I will feel the same, no matter what the outcome.

27/09/2009

I have enough time on my hands to start writing these more often, perhaps it will help me speak about more diverse subjects beyond my feeling so lost.

I really wish I didn’t have to work tomorrow, weekends aren’t nearly long enough. I am on and off writing this blog/cleaning/listening to music/killing time until Dexter at 10. Multi-tasker extraordinaire.
I got my phone bill today, which always comes bundled with my cable and internet. My bill was a wondrous $579 dollars. To put that into perspective, I will say that my Rogers bill is usually 200-250 a month. Using data in NY was probably the worst idea ever, but I have learned? I suppose.
I was feeling hungry after I did the dishes, and I don’t really have anything I can really make for “dinner”. Earlier I made a big plate of pan fried noodles, using the rest of them up. I have some liptons soup that I think I might make. I think I need to do some very minimal grocery shopping tomorrow, it’s been weeks since I have been.

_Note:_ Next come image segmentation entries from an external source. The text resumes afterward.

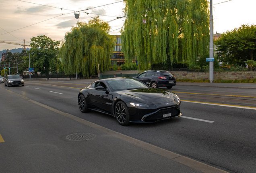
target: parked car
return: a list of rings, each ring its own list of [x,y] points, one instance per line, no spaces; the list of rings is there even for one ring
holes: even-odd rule
[[[7,87],[15,85],[24,86],[24,80],[18,75],[9,75],[4,79],[4,86]]]
[[[78,94],[81,112],[94,110],[116,117],[122,125],[180,117],[180,100],[168,90],[126,77],[98,80]]]
[[[165,86],[170,89],[176,85],[175,76],[168,71],[145,71],[133,78],[147,84],[152,88]]]
[[[4,78],[2,77],[1,76],[0,76],[0,83],[4,83]]]

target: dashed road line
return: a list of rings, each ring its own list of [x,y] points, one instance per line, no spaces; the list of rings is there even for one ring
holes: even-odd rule
[[[203,121],[203,122],[205,122],[206,123],[214,123],[214,121],[210,121],[209,120],[204,120],[204,119],[197,119],[197,118],[192,118],[192,117],[185,117],[185,116],[180,116],[181,118],[186,118],[187,119],[192,119],[194,120],[196,120],[196,121]]]
[[[3,138],[2,137],[2,136],[1,136],[1,134],[0,134],[0,143],[1,143],[1,142],[4,142],[4,140],[3,139]]]
[[[50,91],[50,92],[52,92],[52,93],[57,93],[57,94],[63,94],[63,93],[57,93],[57,92],[54,92],[54,91]]]
[[[189,103],[199,103],[199,104],[202,104],[205,105],[213,105],[215,106],[223,106],[226,107],[233,107],[236,108],[243,108],[246,109],[253,109],[253,110],[256,110],[256,107],[248,107],[246,106],[240,106],[240,105],[226,105],[223,104],[221,103],[208,103],[208,102],[198,102],[196,101],[185,101],[181,100],[182,102],[189,102]]]

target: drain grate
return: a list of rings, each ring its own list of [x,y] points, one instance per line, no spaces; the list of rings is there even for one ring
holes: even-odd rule
[[[92,134],[79,133],[69,135],[66,138],[71,141],[87,141],[93,139],[95,137],[96,135]]]

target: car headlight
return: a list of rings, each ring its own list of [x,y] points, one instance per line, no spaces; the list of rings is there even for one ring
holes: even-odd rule
[[[147,104],[145,104],[144,103],[130,103],[130,104],[133,106],[137,107],[149,107],[149,106]]]

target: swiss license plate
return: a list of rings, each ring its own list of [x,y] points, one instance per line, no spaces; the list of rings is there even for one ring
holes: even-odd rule
[[[163,115],[163,118],[170,117],[171,115],[171,113],[167,114],[164,114]]]

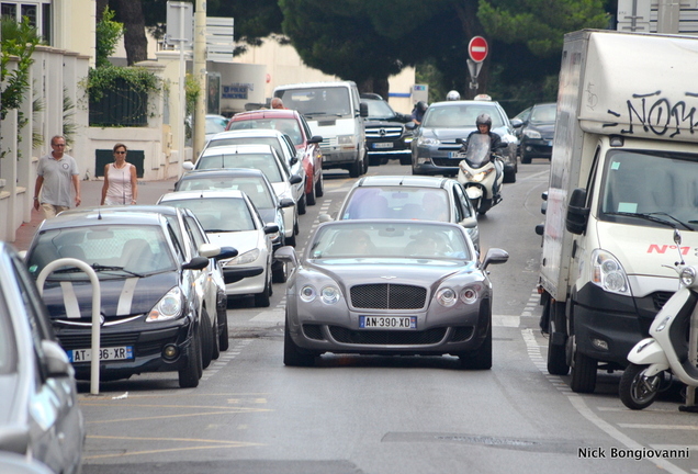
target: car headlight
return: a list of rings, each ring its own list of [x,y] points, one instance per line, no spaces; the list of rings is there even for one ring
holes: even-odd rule
[[[441,306],[451,307],[458,302],[458,293],[450,287],[441,289],[437,292],[437,302]]]
[[[461,291],[461,301],[465,304],[473,304],[477,301],[477,290],[474,287],[466,287]]]
[[[419,145],[424,145],[424,146],[437,146],[437,145],[441,145],[441,142],[437,138],[425,138],[423,136],[420,136],[419,138],[417,138],[417,146]]]
[[[686,267],[682,270],[678,278],[684,286],[691,286],[696,282],[696,269],[694,267]]]
[[[174,286],[153,306],[146,317],[146,323],[164,321],[180,317],[184,307],[182,298],[182,291],[179,286]]]
[[[315,300],[315,296],[317,296],[317,292],[315,291],[314,286],[305,285],[301,289],[300,297],[305,303],[313,302]]]
[[[335,304],[339,301],[339,289],[334,285],[324,286],[320,290],[320,300],[325,304]]]
[[[339,145],[350,145],[353,147],[353,135],[339,135],[337,137],[337,143]]]
[[[236,264],[251,263],[259,258],[260,253],[261,252],[259,251],[259,249],[252,249],[235,258],[232,258],[230,260],[222,261],[221,263],[223,263],[223,267],[233,267]]]
[[[592,252],[592,283],[609,293],[630,295],[626,270],[618,259],[606,250]]]

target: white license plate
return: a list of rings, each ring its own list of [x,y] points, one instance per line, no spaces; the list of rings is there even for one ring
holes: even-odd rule
[[[373,144],[373,148],[393,148],[393,143],[392,142],[376,143],[376,144]]]
[[[92,349],[74,349],[66,351],[70,362],[89,362],[92,360]],[[115,348],[100,348],[100,360],[128,360],[133,359],[133,347],[123,346]]]
[[[417,329],[417,316],[359,316],[361,329]]]

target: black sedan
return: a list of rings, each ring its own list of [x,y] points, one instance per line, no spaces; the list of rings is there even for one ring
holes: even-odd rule
[[[24,262],[1,241],[0,394],[0,472],[80,472],[86,428],[74,370]]]
[[[554,102],[536,104],[522,117],[519,153],[522,163],[530,163],[532,158],[552,156],[552,140],[555,135],[555,115],[558,104]]]
[[[412,163],[412,117],[395,112],[378,94],[361,94],[361,102],[369,106],[364,123],[369,163],[385,163],[389,158],[399,158],[401,165]]]
[[[202,345],[211,341],[198,281],[221,249],[203,244],[188,260],[182,247],[164,215],[136,206],[130,212],[74,210],[43,222],[26,255],[32,275],[38,278],[54,260],[72,258],[88,263],[100,281],[98,356],[91,350],[88,275],[68,261],[45,282],[52,324],[78,379],[90,377],[90,362],[99,357],[102,380],[177,371],[181,387],[199,385]]]

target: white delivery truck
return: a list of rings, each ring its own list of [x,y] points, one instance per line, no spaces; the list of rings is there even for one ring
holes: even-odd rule
[[[594,392],[698,263],[698,37],[564,38],[540,267],[548,370]]]
[[[323,169],[344,168],[352,178],[369,168],[363,121],[368,105],[361,103],[352,81],[304,82],[279,86],[274,97],[301,113],[313,135],[323,137]]]

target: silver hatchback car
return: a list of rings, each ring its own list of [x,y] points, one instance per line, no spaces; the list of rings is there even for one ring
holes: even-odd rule
[[[0,451],[79,473],[86,428],[77,393],[34,280],[0,241]]]

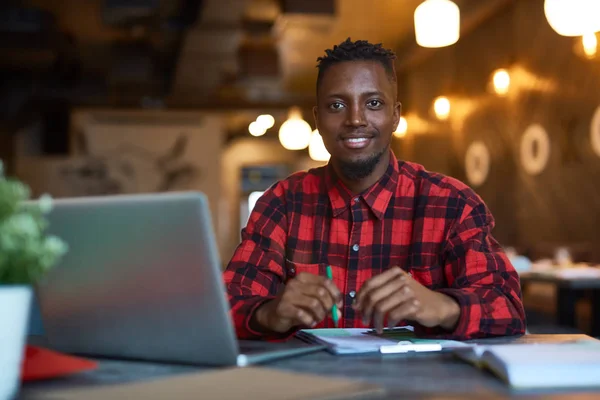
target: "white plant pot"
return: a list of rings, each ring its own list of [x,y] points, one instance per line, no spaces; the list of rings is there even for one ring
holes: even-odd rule
[[[31,298],[30,286],[0,285],[0,400],[19,393]]]

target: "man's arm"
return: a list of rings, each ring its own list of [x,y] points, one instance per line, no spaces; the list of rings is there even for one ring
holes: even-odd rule
[[[231,317],[240,339],[264,338],[253,316],[277,295],[284,283],[287,220],[283,185],[267,190],[256,202],[242,241],[223,274]]]
[[[437,290],[453,298],[460,315],[453,330],[457,339],[525,333],[519,276],[491,235],[494,220],[482,201],[466,205],[444,247],[448,288]]]

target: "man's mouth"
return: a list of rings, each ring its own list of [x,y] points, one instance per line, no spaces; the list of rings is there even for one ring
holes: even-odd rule
[[[371,140],[373,140],[372,136],[352,136],[342,138],[342,143],[348,149],[364,149],[371,143]]]

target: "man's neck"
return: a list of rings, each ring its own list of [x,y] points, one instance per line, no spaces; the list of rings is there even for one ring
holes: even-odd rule
[[[379,163],[375,166],[375,168],[373,169],[373,172],[371,172],[371,174],[369,176],[362,178],[362,179],[357,179],[357,180],[349,180],[349,179],[345,178],[344,175],[342,175],[337,168],[335,168],[335,169],[336,169],[338,178],[344,183],[344,185],[353,194],[359,194],[359,193],[364,192],[371,186],[373,186],[375,183],[377,183],[381,179],[383,174],[385,174],[385,171],[387,170],[389,163],[390,163],[390,153],[389,153],[389,151],[387,151],[381,156]]]

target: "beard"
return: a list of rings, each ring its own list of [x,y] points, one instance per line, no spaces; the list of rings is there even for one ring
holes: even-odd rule
[[[338,161],[338,167],[340,173],[350,181],[357,181],[364,179],[373,173],[375,167],[381,160],[383,153],[386,149],[381,150],[379,153],[373,153],[369,157],[362,160],[355,161]]]

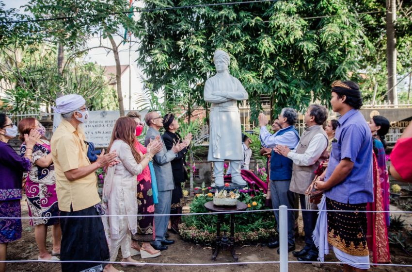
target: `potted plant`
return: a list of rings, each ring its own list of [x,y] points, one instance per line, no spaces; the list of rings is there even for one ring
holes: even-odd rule
[[[400,192],[401,189],[400,186],[397,184],[394,184],[391,186],[391,191],[389,192],[389,194],[391,196],[396,199],[399,199],[399,196],[401,194]]]

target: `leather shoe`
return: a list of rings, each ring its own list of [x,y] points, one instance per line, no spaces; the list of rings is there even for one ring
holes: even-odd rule
[[[161,251],[162,250],[166,250],[167,249],[167,246],[165,246],[164,245],[152,245],[152,246],[153,247],[153,248],[156,249],[156,250],[160,250]]]
[[[292,254],[295,257],[301,257],[304,256],[309,252],[309,249],[303,248],[303,249],[300,251],[292,251]]]
[[[168,240],[167,239],[165,239],[163,241],[160,241],[160,243],[161,243],[162,245],[172,245],[174,243],[174,240]]]
[[[274,242],[269,242],[268,243],[268,247],[269,248],[276,248],[279,247],[280,243],[279,241],[275,241]]]
[[[300,262],[307,262],[308,263],[311,263],[312,262],[317,261],[317,255],[308,253],[304,256],[298,257],[297,259]]]
[[[296,248],[296,247],[295,246],[295,243],[293,244],[287,244],[287,252],[290,252],[293,250],[295,250],[295,249]],[[278,249],[278,254],[280,254],[279,249]]]

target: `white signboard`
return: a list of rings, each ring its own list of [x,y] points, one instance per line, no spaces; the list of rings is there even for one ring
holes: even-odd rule
[[[127,111],[126,111],[127,113]],[[142,120],[147,110],[139,112]],[[95,144],[96,147],[107,148],[110,143],[111,132],[116,120],[120,116],[118,111],[93,111],[89,112],[87,121],[80,125],[83,126],[86,140]],[[55,113],[53,119],[53,132],[57,128],[62,120],[62,116]]]

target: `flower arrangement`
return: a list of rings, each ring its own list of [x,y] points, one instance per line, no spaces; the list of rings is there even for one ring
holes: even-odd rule
[[[205,204],[212,201],[216,193],[211,192],[211,189],[210,187],[197,188],[190,204],[190,213],[207,212]],[[237,199],[248,205],[246,210],[268,209],[265,206],[266,194],[262,190],[245,187],[233,194],[237,194],[235,197],[238,196]],[[230,193],[226,192],[226,197],[228,195],[230,195]],[[276,234],[274,216],[271,211],[238,213],[235,217],[236,219],[235,242],[256,243],[267,241]],[[221,225],[222,231],[230,231],[229,217],[229,215],[225,215],[225,220]],[[179,232],[186,240],[210,244],[216,239],[217,222],[216,215],[185,216],[182,218],[182,223],[179,226]]]
[[[392,186],[391,186],[391,190],[392,192],[395,194],[399,194],[400,193],[400,190],[401,188],[400,186],[398,185],[397,184],[394,184]]]

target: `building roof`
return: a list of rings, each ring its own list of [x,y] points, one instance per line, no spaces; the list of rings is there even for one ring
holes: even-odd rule
[[[123,75],[123,73],[126,71],[128,68],[128,65],[121,65],[120,71],[121,73],[120,75]],[[109,84],[110,85],[116,84],[116,66],[111,65],[109,66],[105,66],[104,68],[104,74],[105,76],[109,80]]]

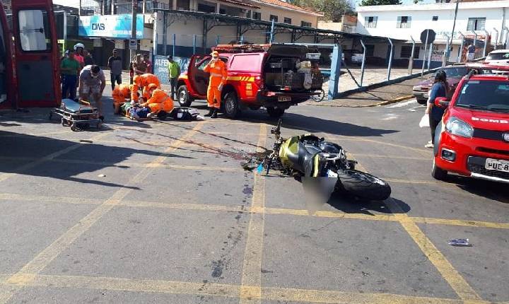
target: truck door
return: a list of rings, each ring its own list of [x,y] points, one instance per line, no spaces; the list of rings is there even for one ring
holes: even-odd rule
[[[12,1],[18,106],[60,104],[59,49],[52,0]]]
[[[198,94],[206,96],[207,88],[209,87],[209,78],[210,74],[205,73],[204,69],[211,60],[210,56],[201,57],[194,56],[189,62],[187,68],[187,76],[192,89]]]
[[[8,28],[5,11],[0,5],[0,109],[14,107],[12,37]]]

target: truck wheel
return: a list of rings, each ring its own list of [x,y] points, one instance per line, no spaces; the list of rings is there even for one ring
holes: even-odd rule
[[[238,98],[235,92],[228,92],[225,95],[224,112],[229,118],[236,118],[240,115]]]
[[[189,107],[192,103],[192,99],[189,97],[187,87],[185,85],[180,86],[177,90],[177,98],[181,107]]]
[[[267,110],[269,116],[272,118],[279,118],[284,114],[284,110],[279,107],[269,107]]]
[[[435,158],[433,158],[433,166],[431,169],[431,176],[435,180],[445,180],[447,179],[447,172],[443,169],[437,167],[435,163]]]

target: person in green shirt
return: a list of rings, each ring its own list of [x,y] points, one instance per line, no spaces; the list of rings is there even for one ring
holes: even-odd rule
[[[62,99],[76,98],[78,74],[80,71],[80,64],[74,59],[74,51],[69,49],[69,57],[62,59],[60,63],[60,71],[62,79]]]
[[[177,96],[177,81],[178,76],[180,75],[180,65],[178,62],[173,61],[173,57],[168,56],[168,79],[170,79],[170,86],[171,87],[171,97],[173,100]]]

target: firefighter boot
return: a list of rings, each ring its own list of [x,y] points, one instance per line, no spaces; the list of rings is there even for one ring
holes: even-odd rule
[[[207,114],[204,115],[204,116],[205,116],[206,117],[210,117],[212,116],[212,115],[213,114],[213,112],[214,112],[213,107],[209,107],[209,112],[208,112]]]

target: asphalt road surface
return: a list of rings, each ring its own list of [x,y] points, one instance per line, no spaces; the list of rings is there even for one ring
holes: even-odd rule
[[[0,303],[508,302],[509,190],[433,180],[423,111],[291,108],[283,136],[334,140],[392,188],[313,214],[293,178],[242,169],[273,141],[261,111],[81,132],[4,113]]]

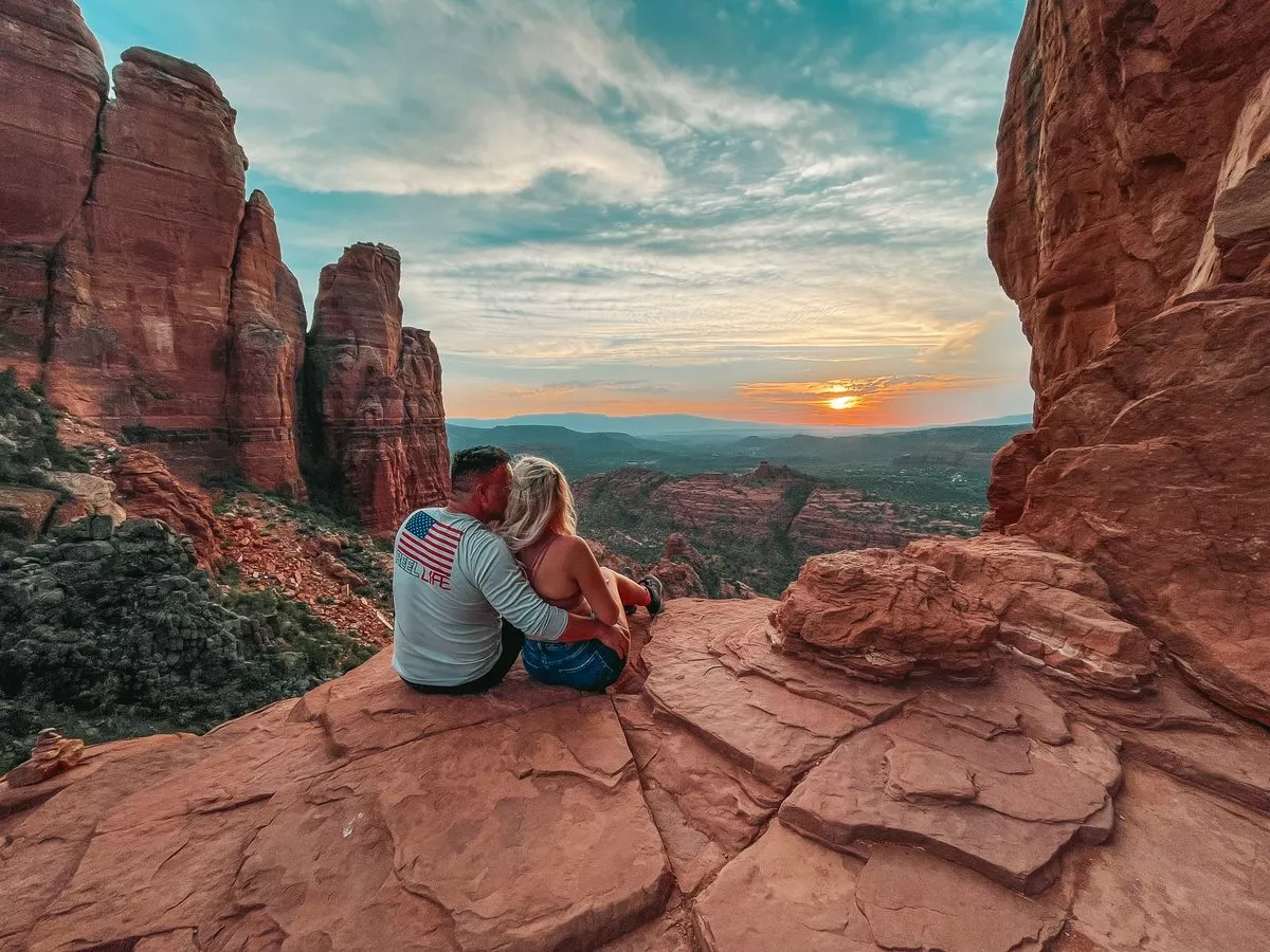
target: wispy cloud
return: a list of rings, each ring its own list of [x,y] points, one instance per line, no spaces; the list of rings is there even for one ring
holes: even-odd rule
[[[984,254],[1022,3],[83,8],[217,76],[310,294],[343,245],[400,249],[456,415],[850,424],[753,381],[886,381],[838,396],[907,421],[1027,405]]]

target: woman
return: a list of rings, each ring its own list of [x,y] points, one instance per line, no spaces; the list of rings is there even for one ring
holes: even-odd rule
[[[550,459],[523,456],[512,467],[512,498],[499,534],[525,567],[542,599],[566,612],[591,612],[606,625],[625,627],[626,612],[644,605],[662,611],[662,583],[655,576],[632,581],[601,569],[585,539],[569,481]],[[625,611],[624,611],[625,608]],[[526,641],[525,670],[546,684],[603,691],[622,673],[624,660],[598,641],[560,645]]]

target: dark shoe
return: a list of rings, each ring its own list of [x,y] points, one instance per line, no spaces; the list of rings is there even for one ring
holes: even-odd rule
[[[662,580],[655,575],[645,575],[639,580],[639,584],[644,586],[648,592],[648,613],[652,616],[660,614],[662,603],[665,597],[665,592],[662,588]]]

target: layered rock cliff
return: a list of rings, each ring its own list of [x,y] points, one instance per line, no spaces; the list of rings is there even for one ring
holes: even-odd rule
[[[185,479],[241,473],[306,495],[305,306],[268,199],[244,202],[246,156],[216,81],[132,48],[108,99],[74,3],[0,0],[0,27],[13,90],[0,100],[0,367]],[[391,306],[337,293],[315,322],[312,415],[339,447],[335,489],[376,531],[441,499],[447,476],[436,348],[403,330],[392,281]],[[344,340],[391,338],[378,377],[359,376],[367,357],[325,382],[339,334],[323,327],[337,324]],[[328,404],[344,415],[328,419]]]
[[[989,250],[1036,414],[986,528],[1093,565],[1270,724],[1270,17],[1034,0],[998,155]]]
[[[401,326],[401,258],[357,244],[323,269],[306,388],[324,463],[372,532],[444,499],[450,451],[441,362],[427,331]]]

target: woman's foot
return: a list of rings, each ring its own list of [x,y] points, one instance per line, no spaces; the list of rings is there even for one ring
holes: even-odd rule
[[[639,584],[648,592],[648,613],[650,616],[659,614],[665,594],[665,590],[662,588],[662,580],[655,575],[645,575],[639,580]]]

I had a coffee thinking that the caffeine would curb my pangs, which it did.
God, I sound like an anorexic or something. I don’t know why I am not really eating much lately, I guess it is just sort of the way I am feeling. Though its not really depression. Its just sort of an empty melancholy. When I am depressed I eat. A lot. I’ve been big on rootbeer floats though. I will admit that. I need to get some plain vanilla ice cream when I go shopping.
I’ve been using oreo ice cream, which is good, but I am pretty sure that I would prefer plain old vanil instead.
Anyways, 10 mins to dexter and I think I want to make soup. Gonna go do that.